Calculate Distances and Similarities to Multiple Prototypes

Calculates distances and similarity scores from a set of observations to a single prototype using weighted distance metrics. This function implements the core distance and similarity calculations used in prototype-based classification models.

Usage

compute(data, prototypes, w, g, r = 1L)

Arguments

data

A data frame of binary features (0s and 1s), as returned by make_binary_data. Each row represents an observation and each column represents a binary feature.

prototypes

A list of prototype vectors. Each must be the same length as the number of columns in data and contain only binary values (0 or 1).

w

A numeric vector of attention weights, one for each feature. Must be:

Length: Equal to length(P) and ncol(data)
Values: Non-negative and sum to 1

g

A numeric sensitivity parameter controlling the steepness of the similarity function. Must be non-negative (>= 0). Higher values make the similarity function more sensitive to distances.

r

Integer specifying the distance metric type. Note that this is irrelevant when working with binary data.

1: Manhattan distance (L1 norm)
2: Euclidean distance (L2 norm)

Value

A data frame with nrow(data) rows and two columns:

distance: Numeric vector of weighted distances from each observation to the prototype
similarity: Numeric vector of similarity scores, computed as exp(-g * distance)

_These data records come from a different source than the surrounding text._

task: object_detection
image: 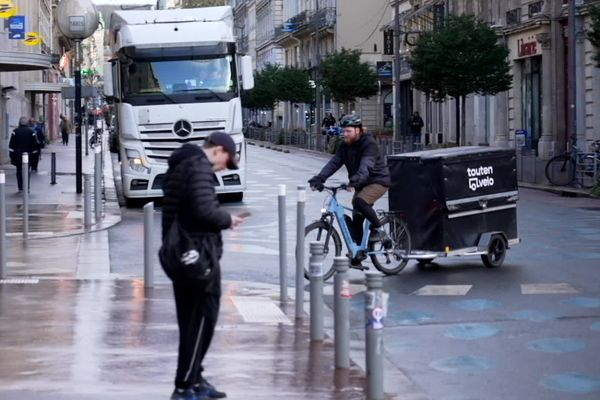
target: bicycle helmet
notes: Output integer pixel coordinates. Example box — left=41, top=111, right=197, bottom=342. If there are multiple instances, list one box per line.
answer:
left=340, top=115, right=362, bottom=128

A prototypeComputation object containing:

distance: Data frame of distances from each observation to each prototype
similarity: Data frame of similarity scores for each observation to each prototype
probabilities: Data frame of category membership probabilities
data: The original input data

The object also stores the input parameters as attributes.

Details

The function implements a prototype-based categorization model where:

1. **Distance Calculation**: For each observation $x$ and prototype $P_j$: $$d(x, P_j) = \sum_{k=1}^{K} w_k |x_k - P_{j,k}|^r$$

2. **Similarity Calculation**: $$s(x, P_j) = \exp(-g_j \cdot d(x, P_j))$$

3. **Probability Calculation**: $$P(C_j|x) = \frac{s(x, P_j)}{\sum_{i=1}^{n} s(x, P_i)}$$